Post-restoration, two of the only players who have played a competitive round on the course are Homa’s two playing partners for the first two days of this year’s tournament: Scottie Scheffler and Collin Morikawa. Both Scheffler and Morikawa were members of the 2017 Walker Cup team that played and won at LACC.

“I remembered most of the holes before we showed up this week, so that’s kind of unusual for me,” Scheffler said. “Usually I don’t remember too much. I remember it being pretty challenging. You’re hitting a lot of different clubs into greens and it gives you a lot of options. It’s a really good test.”

Though Morikawa acknowledged Tuesday how different the course is playing since that Walker Cup, he also feels that having any sense of familiarity with a course like LACC brings at the very least a mental advantage.

“I think it helps me just knowing that I can go out and just play it how I’ve been used to,” Morikawa said. “I think when you play it as an amateur golfer, when you play it for fun, you learn courses and you learn it based on how you like to see courses, fitting that shot shape, doing what you do best and playing to your strengths.”

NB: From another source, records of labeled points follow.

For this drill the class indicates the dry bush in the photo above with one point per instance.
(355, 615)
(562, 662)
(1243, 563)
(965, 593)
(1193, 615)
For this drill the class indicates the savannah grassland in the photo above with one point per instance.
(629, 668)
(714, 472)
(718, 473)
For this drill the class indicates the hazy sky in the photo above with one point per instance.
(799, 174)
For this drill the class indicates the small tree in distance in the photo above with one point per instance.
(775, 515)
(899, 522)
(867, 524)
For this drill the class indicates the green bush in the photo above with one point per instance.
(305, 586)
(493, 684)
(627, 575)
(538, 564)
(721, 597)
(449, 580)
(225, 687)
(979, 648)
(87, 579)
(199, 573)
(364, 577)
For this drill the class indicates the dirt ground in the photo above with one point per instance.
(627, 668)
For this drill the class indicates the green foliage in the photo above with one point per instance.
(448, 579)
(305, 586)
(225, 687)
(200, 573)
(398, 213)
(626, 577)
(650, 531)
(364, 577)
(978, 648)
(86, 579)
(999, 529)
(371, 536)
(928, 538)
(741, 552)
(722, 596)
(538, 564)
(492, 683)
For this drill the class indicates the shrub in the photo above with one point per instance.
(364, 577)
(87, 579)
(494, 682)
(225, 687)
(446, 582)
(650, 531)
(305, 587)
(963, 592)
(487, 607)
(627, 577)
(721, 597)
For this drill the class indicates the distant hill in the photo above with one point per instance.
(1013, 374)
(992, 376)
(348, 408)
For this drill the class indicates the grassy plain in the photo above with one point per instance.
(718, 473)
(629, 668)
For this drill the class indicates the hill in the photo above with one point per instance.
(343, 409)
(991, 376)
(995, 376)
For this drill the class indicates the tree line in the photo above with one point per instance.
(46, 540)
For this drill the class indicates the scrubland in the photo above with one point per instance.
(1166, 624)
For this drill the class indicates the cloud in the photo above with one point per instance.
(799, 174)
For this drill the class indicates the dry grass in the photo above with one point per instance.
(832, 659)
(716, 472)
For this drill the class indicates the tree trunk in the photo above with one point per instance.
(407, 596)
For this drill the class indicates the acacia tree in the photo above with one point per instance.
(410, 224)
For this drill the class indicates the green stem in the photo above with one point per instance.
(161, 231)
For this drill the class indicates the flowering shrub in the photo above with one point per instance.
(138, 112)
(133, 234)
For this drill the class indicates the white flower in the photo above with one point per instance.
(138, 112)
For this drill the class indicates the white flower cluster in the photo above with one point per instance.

For Patrick Cantlay, who attended nearby UCLA, LACC was his de facto home golf course for a while, playing it dozens of times. Much like Thomas intended for the course to play differently on any given day with its movable tees and half par holes, Cantlay said Tuesday he feels like the course has been different every time he’s played it.

All across the property during the first two days of tournament week, players were chasing those feelings of certainty, trying to soak up any knowledge they could — from members, caddies, other players — while also taking extra time on the greens, chipping, putting and even throwing balls in different directions to gauge how they would slide, run or stop on the course’s peculiar greens. On some holes like the short par-4 sixth hole, which has sparked plenty of dissection, there’s not enough data to indicate whether laying up or going for it is the move, so even the first round Thursday will be a testing ground. In other words, no matter the preparation, come Thursday, there’s an unpredictability to LACC that players will have to adjust to.

“I hit a 3-wood into No. 6, a driveable par-4 and then hit driver on 7 which is a par-3,” Joel Dahmen said Monday after playing nine holes. “I think it’s fair, it’s just different. We don’t see anything like this [on tour].”

Dahmen is one of the few players who has played the course since its restoration. But that round was five years ago and he doesn’t think his memory of that day will yield much of an advantage. In fact, Dahmen remembers more of the course’s unique sense of place more than he does the actual holes. As he stood on the ninth tee Monday afternoon and fired several balls toward the perched green that’s framed by the sterling white clubhouse, he noticed a building in the background.

“That’s a new building, right?” he asked someone nearby. The person said it was a recent build, within the last five years. The ninth being a par-3, there was no need to use the building as a line, but it was nonetheless another reminder of the peculiar setting and nature of a course that’s about to be presented for the first time to the rest of the world.

“It’s not every day you are looking at office buildings and apartment buildings while on the golf course,” Dahmen said. “This place is unique.”

Familiarity may have more weight this week than it has at other U.S. Opens. And yet, LACC is less a formula that has one answer and more like an essay prompt that could produce different kinds of elaborate responses. The player who can understand, accept, adapt and execute to the course’s nuances in the span of a week may be the one raising the trophy Sunday.